Ms Wheeler was travelling back from visiting family when she came across a horrific two-vehicle rollover on the Bruce Highway, and on-duty officers had not yet arrived.
"What we generally do ... if you have a look and you see something like that with no emergency services personnel, you'll generally go and give a helping hand,” she said.
"So that's what I did.”
She left her car in the line-up of traffic on the busy highway and approached the three or four people trying to rescue the occupants of the vehicles.
"So here I turn up in my shorts and thongs - as you do on your day off - and I tell them I'm a paramedic, I'll just help out here as much as I can,” she said.

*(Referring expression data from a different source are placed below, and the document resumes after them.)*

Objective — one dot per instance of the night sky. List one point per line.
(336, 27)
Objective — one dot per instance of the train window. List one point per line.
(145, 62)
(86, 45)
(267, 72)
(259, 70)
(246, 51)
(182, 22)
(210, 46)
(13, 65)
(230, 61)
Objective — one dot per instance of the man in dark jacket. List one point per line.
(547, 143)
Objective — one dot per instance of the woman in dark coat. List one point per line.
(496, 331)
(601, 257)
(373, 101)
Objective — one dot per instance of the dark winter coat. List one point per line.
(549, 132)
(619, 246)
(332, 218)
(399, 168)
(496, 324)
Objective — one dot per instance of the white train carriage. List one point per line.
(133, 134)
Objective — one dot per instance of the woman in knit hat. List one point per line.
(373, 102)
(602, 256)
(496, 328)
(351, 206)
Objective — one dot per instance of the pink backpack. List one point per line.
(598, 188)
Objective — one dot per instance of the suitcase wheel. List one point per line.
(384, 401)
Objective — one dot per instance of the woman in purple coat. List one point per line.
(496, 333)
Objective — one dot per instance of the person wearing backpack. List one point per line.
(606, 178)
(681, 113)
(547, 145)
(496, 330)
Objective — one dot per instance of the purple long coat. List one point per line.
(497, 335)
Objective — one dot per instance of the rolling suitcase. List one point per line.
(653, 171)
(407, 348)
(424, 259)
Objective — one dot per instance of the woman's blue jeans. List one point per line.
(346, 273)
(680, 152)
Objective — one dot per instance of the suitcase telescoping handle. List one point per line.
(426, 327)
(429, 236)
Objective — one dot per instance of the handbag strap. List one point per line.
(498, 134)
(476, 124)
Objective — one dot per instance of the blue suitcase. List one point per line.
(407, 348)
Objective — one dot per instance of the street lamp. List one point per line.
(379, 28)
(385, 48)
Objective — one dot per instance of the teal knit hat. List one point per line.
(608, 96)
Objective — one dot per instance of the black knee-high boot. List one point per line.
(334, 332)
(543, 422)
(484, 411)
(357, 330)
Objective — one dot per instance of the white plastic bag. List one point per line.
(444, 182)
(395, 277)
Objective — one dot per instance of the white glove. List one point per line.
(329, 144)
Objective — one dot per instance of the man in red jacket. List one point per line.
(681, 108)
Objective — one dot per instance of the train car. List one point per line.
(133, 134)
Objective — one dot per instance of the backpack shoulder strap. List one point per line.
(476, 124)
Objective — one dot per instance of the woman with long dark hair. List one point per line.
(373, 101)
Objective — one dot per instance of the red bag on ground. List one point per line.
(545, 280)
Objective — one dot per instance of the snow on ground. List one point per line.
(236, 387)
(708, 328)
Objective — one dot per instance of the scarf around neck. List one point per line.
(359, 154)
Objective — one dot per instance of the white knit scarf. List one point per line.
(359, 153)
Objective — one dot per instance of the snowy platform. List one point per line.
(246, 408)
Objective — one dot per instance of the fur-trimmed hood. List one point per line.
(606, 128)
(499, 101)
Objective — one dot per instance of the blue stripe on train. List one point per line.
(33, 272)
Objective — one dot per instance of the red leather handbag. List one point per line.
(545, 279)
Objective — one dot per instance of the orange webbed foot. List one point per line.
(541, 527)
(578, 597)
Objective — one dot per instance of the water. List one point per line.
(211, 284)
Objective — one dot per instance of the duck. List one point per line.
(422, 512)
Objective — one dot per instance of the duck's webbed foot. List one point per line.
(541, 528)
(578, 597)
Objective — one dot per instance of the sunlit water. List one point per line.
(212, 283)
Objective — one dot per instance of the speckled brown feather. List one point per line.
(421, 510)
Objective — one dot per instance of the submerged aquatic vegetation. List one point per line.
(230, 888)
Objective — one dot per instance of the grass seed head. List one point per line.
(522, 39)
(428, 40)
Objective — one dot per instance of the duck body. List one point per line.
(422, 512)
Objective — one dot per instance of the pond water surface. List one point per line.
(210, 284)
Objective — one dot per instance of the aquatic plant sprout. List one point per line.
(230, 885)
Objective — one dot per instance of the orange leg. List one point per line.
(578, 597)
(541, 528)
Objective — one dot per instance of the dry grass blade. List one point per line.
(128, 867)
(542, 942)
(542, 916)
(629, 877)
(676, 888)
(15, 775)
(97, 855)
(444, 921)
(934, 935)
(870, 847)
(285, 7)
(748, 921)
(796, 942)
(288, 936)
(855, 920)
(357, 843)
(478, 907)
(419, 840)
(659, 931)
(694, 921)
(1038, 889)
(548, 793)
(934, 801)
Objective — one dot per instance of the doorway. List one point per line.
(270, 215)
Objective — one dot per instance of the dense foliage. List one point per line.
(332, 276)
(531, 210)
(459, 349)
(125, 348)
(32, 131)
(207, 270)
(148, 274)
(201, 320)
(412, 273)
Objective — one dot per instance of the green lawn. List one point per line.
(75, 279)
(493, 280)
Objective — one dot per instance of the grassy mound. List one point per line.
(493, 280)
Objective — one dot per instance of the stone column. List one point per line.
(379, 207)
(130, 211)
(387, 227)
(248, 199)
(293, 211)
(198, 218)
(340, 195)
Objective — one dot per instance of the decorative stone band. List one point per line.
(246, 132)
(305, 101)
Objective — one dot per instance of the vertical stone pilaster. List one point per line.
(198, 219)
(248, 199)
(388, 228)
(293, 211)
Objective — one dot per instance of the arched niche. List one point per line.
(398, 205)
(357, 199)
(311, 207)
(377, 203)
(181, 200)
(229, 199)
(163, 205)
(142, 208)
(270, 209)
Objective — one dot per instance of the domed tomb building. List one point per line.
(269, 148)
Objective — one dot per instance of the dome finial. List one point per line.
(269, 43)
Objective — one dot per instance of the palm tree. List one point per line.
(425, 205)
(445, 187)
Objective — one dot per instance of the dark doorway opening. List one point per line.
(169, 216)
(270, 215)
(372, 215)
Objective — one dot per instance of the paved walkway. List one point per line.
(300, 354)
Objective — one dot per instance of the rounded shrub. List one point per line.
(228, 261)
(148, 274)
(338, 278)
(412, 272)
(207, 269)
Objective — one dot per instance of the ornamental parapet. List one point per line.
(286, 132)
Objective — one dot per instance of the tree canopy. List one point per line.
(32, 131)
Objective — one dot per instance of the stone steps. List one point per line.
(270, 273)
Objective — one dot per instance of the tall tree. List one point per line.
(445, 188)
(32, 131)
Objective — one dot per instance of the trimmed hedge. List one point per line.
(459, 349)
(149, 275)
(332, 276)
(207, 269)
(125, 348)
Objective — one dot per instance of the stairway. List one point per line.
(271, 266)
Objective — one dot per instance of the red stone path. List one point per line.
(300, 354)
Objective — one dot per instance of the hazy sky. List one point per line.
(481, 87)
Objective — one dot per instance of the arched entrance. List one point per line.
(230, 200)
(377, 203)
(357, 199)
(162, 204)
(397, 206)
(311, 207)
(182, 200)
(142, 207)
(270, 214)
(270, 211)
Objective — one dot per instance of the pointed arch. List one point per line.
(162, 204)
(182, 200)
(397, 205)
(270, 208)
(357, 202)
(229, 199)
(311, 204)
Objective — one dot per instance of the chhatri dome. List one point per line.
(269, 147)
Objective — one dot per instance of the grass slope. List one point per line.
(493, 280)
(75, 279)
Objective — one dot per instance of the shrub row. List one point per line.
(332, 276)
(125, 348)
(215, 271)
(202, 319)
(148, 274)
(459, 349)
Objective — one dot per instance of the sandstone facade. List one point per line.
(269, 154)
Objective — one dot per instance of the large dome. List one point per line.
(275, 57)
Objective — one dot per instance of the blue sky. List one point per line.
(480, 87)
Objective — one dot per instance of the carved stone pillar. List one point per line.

"The biggest hardship about that is automatically everyone goes 'OK, well you're in control here'.
"And never had I felt more out of control.”
Ms Wheeler had attended many traffic crashes, but she said the major difference between being on the job and that specific crash was not knowing what she was walking into.
On a regular day, initial information from calls to 000 would prepare en route paramedics.
Armed with just a small first aid kit she kept in her car and gloves, she sprang into action.
She could see the occupant of one vehicle had died, so she focused on the second vehicle.
There was an unresponsive child under the age of 10 that she could see but could not get to, so the situation then became a race against the clock.
"The hardest thing about that job - it's still quite raw and it sits with me all the time - is that we couldn't get to the child that was in the car and it took us about 10 minutes to actually be able to get that child out,” Ms Wheeler said.
"When I did get the child out, it was unresponsive and not breathing.”
An off-duty nurse travelling on the road came to help.
"So we actually started doing CPR on that child and it was another five minutes before we got any QAS personnel there,” Ms Wheeler said.
"And then, we had no success - I continued with the resuscitation on that child with one of the QAS personnel ... but we didn't have any success.”
Ms Wheeler said the hardest part about being unable to revive the child was when the decision was made to stop resuscitation and the reaction.
"I've heard that sort of cry before - of total despair from the family members and it never leaves you - but that one in particular doesn't leave me,” she said.
"We're trained to save people and we know we don't always save people but you don't try if you don't think that it's worthwhile.
"Trying to save someone, especially a child, and not saving them, that's one of the most difficult parts of the job.”
What started as a day visiting her own children and grandchildren ended with the loss of another mother and father's precious little one.
"I had just left (my) grandchildren on that day, they were in trouble with Mum and Dad, so straight after that job I rang my son and I said 'just give them a cuddle every night before they go to bed, even if they're naughty, it doesn't matter',” she said.
Not long before she came across the crash she was deciding whether to stop in at Maryborough for lunch.
She said if she had chosen to stop rather than continue driving, she wouldn't have known what had unfolded up the road.
More than four months on, Ms Wheeler is seeing a counsellor regularly to help her overcome the emotional impact of the event.
They believe it was the minutes before she could reach the child that had struck her the most, the crucial moments of not knowing what condition the child was going to be in and the desire to get to the child as quickly as possible.
Ms Wheeler said her mental health has improved greatly, but sometimes simple things could become overwhelming and all the emotion would flood back.
She said a few weeks ago she was walking through Bunnings when she passed an aisle that had rolled-up mats, the same mats as one she had placed the child on that day to try resuscitation.
She had to step outside the hardware store, then take a few minutes to control her breathing, before she could return to continue her shopping.
The QAS organisation has multiple levels of support for paramedics, including staff routinely checking on peers, team members trained to give a basic level of counselling, and a professional counsellor that paramedics can self-refer to if they are concerned for their own well-being.
Despite the traumatising impact of the incident, Ms Wheeler says she enjoyed her job as much as she did 10 years ago.
"I love it, and as you can see I'm no spring chicken, so I have to stay fit enough and healthy enough now to do it until I retire because I don't want to do anything else,” she said.